Sunbelt Ventures has asked Georgetown County Council to delay action until January on its request for approval to redevelop Pawleys Island Plaza. The developer, which acquired the property this year, said in a letter to the council that it has abandoned its plan for a big-box store.

The council this month gave the first of three readings to the request, which calls for adding a 119,500-square-foot building on additional property behind the existing center. New retail space with a Lowcountry design would be built along Highway 17. The main building of the existing center would be torn down and become parking for the proposed big-box retailer.

The project was opposed by area residents who said it violated the county limit on commercial building size. In a “planned development” such as the plaza, the limit is 60,000 square feet.

The Planning Commission voted in September to recommend the county approve the plan, but require the project to adhere to the size limit and county design standards.

Dusty Wiederhold, a partner in Sunbelt, said they are still working to revise the plan, and hope to retain the ability to build an 84,000-square-foot retail space based on a 2008 plan approved by the county for the previous owner.

But he said in a letter to the county on Wednesday that Sunbelt plans to comply with the standards in the “overlay zone” along Highway 17.

The council routinely approves zoning requests on the first of their three required readings. Discussion takes place at the second reading, which would have taken place Dec. 11.

Boyd Johnson, the county planning director, said he wasn’t surprised by Sunbelt’s request. Any change to the plan would require review by the planning staff.
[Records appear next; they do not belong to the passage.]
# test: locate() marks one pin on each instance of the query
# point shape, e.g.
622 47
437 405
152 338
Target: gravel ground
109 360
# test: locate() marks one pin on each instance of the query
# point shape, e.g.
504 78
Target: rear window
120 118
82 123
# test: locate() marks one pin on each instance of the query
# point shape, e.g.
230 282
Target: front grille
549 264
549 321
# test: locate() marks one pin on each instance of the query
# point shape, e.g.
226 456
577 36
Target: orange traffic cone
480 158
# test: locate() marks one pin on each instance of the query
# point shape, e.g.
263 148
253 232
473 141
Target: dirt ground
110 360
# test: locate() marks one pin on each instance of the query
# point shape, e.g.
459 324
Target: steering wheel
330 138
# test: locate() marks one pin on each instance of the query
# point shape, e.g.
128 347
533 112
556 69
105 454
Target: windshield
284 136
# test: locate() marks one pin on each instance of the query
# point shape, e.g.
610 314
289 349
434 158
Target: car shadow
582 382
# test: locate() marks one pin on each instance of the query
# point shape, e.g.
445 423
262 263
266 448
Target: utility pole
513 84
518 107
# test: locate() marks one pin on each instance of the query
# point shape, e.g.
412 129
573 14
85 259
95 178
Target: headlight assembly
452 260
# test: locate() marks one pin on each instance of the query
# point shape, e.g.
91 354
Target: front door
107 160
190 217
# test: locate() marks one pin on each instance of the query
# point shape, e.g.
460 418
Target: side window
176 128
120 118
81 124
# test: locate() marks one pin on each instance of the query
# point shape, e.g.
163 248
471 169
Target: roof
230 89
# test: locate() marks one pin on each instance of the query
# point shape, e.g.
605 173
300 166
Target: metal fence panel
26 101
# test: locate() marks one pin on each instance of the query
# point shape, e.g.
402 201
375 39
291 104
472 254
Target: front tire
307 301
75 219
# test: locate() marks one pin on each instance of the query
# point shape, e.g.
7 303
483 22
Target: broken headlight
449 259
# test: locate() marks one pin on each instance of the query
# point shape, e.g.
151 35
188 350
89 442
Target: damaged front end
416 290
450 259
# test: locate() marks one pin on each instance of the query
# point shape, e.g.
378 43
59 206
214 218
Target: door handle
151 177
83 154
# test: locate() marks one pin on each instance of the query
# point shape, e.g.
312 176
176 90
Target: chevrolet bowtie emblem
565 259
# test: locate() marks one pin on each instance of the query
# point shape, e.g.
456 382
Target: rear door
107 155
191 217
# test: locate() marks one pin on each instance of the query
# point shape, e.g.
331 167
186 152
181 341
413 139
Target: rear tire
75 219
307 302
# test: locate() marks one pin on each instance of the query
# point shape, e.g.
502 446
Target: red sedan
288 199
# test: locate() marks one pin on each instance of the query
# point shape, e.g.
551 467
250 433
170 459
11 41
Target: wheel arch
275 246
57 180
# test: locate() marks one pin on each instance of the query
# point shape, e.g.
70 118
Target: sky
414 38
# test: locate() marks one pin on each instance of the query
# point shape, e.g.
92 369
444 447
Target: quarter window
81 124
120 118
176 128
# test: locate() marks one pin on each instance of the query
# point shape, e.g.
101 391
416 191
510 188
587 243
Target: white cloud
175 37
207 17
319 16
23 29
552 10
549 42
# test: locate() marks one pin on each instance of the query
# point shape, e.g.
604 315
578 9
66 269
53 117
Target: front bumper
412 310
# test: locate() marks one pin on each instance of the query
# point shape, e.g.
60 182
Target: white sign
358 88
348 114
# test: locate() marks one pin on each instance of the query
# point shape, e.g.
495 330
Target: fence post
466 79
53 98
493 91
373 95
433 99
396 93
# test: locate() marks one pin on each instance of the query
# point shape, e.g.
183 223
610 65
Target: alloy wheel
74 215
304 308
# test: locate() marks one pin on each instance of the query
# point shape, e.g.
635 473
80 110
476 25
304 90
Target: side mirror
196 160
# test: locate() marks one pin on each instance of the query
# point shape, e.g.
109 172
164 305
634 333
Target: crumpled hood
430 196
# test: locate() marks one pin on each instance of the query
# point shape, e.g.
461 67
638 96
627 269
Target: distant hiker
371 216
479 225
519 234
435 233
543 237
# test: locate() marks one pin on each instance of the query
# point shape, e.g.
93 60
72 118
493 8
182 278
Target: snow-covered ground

He has told Sunbelt the 84,000-square-foot building approved in 2008 would only be allowed if it was built according to the 2008 plan.

Wiederhold said Sunbelt’s attorneys are reviewing that issue.

Don’t Box the Neck, the citizens group that organized opposition to the big-box plan, says the 84,000-square-foot store doesn’t meet the overlay zone requirements.

Wiederhold said Sunbelt wants to continue to meet with the group as its plan evolves.

The redevelopment of the plaza, which was built in the 1980s, was prompted by interest from Wal-Mart Stores, but Sunbelt has since said there was no commitment from the company.

Wiederhold said they are still talking with other potential national retail tenants about the project. That’s another reason for the request to defer council action.

“Retailers are not focusing on new facilities now. They’re focused on selling,” he said.